His mum Iris Baker, from Oaksey, near Malmesbury, will be waiting on tenterhooks this morning for a result from Mr Baker's second appeal hearing.
She said: "I am just praying for a miracle, but I have come up against so many brick walls since Nick was arrested that my hopes aren't high."
Mr Baker was sentenced a year ago after he was found with 41,120 ecstasy tablets in his bag.
He has always protested his innocence and Mrs Baker has been running a campaign for his release.
She said: "His lawyer will be given just one and a half hours to establish a case for appeal, and I have a horrible feeling that it will not be finished and Nick will have to wait even longer for the decision.
"The Japanese legal system is a joke. He has already had one hearing for the appeal, and that was only given one and a half hours as well, so he just has to wait longer and longer.
"And all this is just to determine whether he will be allowed to appeal."
If Mr Baker's appeal is denied he will have to pay a £27,000 fine within two weeks, or be forced to do 500 hours of hard labour in addition to his jail sentence.
Mrs Baker said: "I don't have that sort of money so we are trying to raise it through an appeal. So far we have got £7,000."
The appeal was given a boost this week when New Zealander Nic Holmes agreed to run the Blackpool marathon in aid of Mr Baker's fund.
Mrs Baker said: "Nic lives in Japan, and he was visiting someone else in the prison when he heard about my Nick and asked if he could go and visit him.
"Now he has been visiting him every week for about three months, and he calls me and tells me how Nick is doing.
"He is only allowed to visit for ten minutes at a time, but it gives Nick ten minutes out of his cage, and someone to talk to every week, and I am so grateful for that.
"He tells me that Nick has lost even more weight, his eyesight is now very blurred and he has constant back and joint pain from being forced to sit cross-legged in his concrete cell, but it is his mental health I am most worried about.

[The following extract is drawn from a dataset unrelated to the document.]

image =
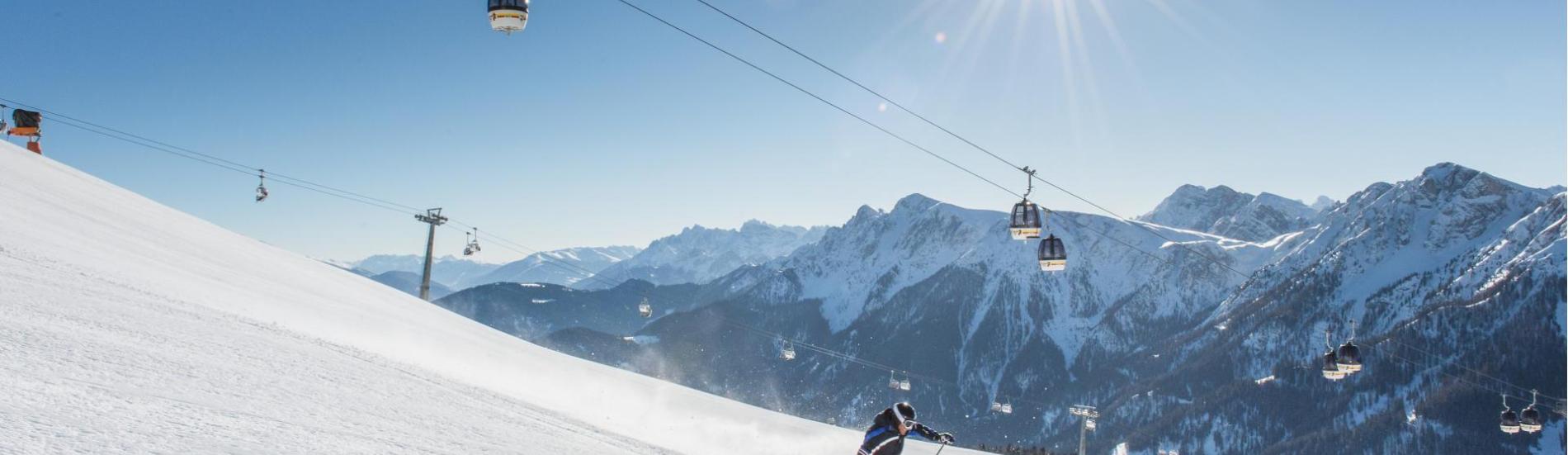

"He worries obsessively over everything I tell him from home and is so depressed."
University lecturer Mr Holmes was so moved by Mr Baker's plight that he is running the marathon to raise both money and awareness.
Mr Holmes will arrive in the UK from Japan tomorrow and run the marathon on Saturday.
He has already raised £1,000 before even arriving in the UK, and any sponsorship from Mr Baker's home town can be directed to irisbaker54@hotmail.com.
Mr Baker, a 33-year-old father-of-one, was travelling in advance of the World Cup in 2002 when he was arrested at Narita Airport in Tokyo after being found with 41,120 tablets of ecstasy and 990 grams of cocaine in his luggage.
He and his family maintain that he was duped into carrying the drugs by another passenger, but the courts dismissed their claims and sentenced him to 14 years.
In her efforts to free her son, Mrs Baker has contacted hundreds of victim support groups, and last month appeared on GMTV to talk about his plight.
She was joined by Stephen Jacobi of the campaign group Fair Trials Abroad, as part of the British Victim Support Week.
She has also set up the website www.justicefornickbaker.org to publicise his situation.